1 agosto 2014 at 23:59

Lammas-Aug2000LAMMAS per il popolo Celtico e Festa del Raccolto secondo la Tradizione Italiana, si celebra tradizionalmente nella notte tra 1 ed il 2 agosto e simboleggia il momento della Ruota dell’Anno in cui i frutti, della terra come dello spirito, sono maturi e quindi pronti per essere colti. Le usanze legate al Raccolto sono numerose e diffuse in tutto il mondo: ad esempio in europa, soprattutto nell’area mediterranea, la mietitura è intesa come una sacra rappresentazione di morte rituale, per mezzo della mietitura dei cereali. Così era per la celebrazione dei Misteri Eleusini durante i quali si rinnovava simbolicamente una spiga recisa, per simboleggiare il ciclo di rinascita.

Al Raccolto, quando le spighe ondeggiano al vento, i contadini usavano cantare “sta arrivando la Madre del Grano” oppure dicevano “la Madre del Grano sta passando fra le spighe”, questa Madre veniva sovente rappresentata fisicamente con una bambolina vestita di bianco, modellata dall”ultimo covone. Questo feticcio veniva poi portato tra i campi, allo scopo di propiziare fertilità e successivi buoni raccolti.

La Madre del Grano, identificata con Demetra, possedeva un ruolo importante in tutte le usanze della mietitura: in molte regioni si credeva di trovarla nell’ultimo fascio di spighe non mietute rimaste sul campo, e che tagliando queste la si facesse scappare o la si uccidesse; per questo motivo l’ultimo covone veniva portato in casa trattato con tutti gli onori, come un vivo simulacro della Dea.

In tutte le Tradizioni Stregonesche hanno un ruolo rilevante gli spiriti Elementali che incarnano virtù di erbe, fiori e piante. In questo senso è facile comprendere l’idea di uno “spirito del Grano” per il quale lasciare le ultime spighe nel campo, usanza simile a quella che porta a non cogliere l’ultimo melo di un frutteto, in modo che “l’Uomo del Melo” possa nutrirsene e, riconoscente, assicuri un buon raccolto l’anno successivo.

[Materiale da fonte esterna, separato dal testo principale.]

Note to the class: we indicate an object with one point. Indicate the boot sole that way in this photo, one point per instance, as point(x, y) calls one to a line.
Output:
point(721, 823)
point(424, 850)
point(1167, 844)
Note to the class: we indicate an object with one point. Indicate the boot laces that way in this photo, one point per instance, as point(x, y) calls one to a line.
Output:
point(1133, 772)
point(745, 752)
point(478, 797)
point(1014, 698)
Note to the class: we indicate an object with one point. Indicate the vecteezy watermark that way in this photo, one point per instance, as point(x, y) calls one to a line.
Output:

Spesso inoltre nel mondo agreste durante il lavoro di mietitura i contadini solevano intonare lodi funebri, nelle quali piangevano la morte di un amante, ne rammentavano le gesta e ne auspicavano il ritorno. In Grecia erano i lamenti Maneros, derivanti dalla formula egiziana mââ-ne-hra (vieni alla casa) trovata in vari testi egizi e nel Libro dei Morti in cui Iside invocava il ritorno di Osiride. In quest’ottica è facile comprendere come i mietitori innalzassero questi canti in onore dello Spirito del Grano che moriva, ma che si sarebbe rigenerato nel raccolto successivo

Anche oggi, nelle notti di fuochi e di vino, continuiamo ad innalzare i nostri canti di morte, d’amore e di rinascita, trattenendo in noi i doni del Raccolto. Consolidiamo i frutti che abbiamo raccolto, e nello stesso tempo evitiamo la ripetizione del dolore causato dagli errori, non cancellandoli dalla mente ma rielaborandoli e prendendo coscienza degli schemi che ci anno portati alla sofferenza. Un raccolto insomma nel bene e nel male, ma che ancora oggi, come ieri, come sempre, porterà il frutto a quanti avranno saputo seminare e curare quanto gli è stato dato.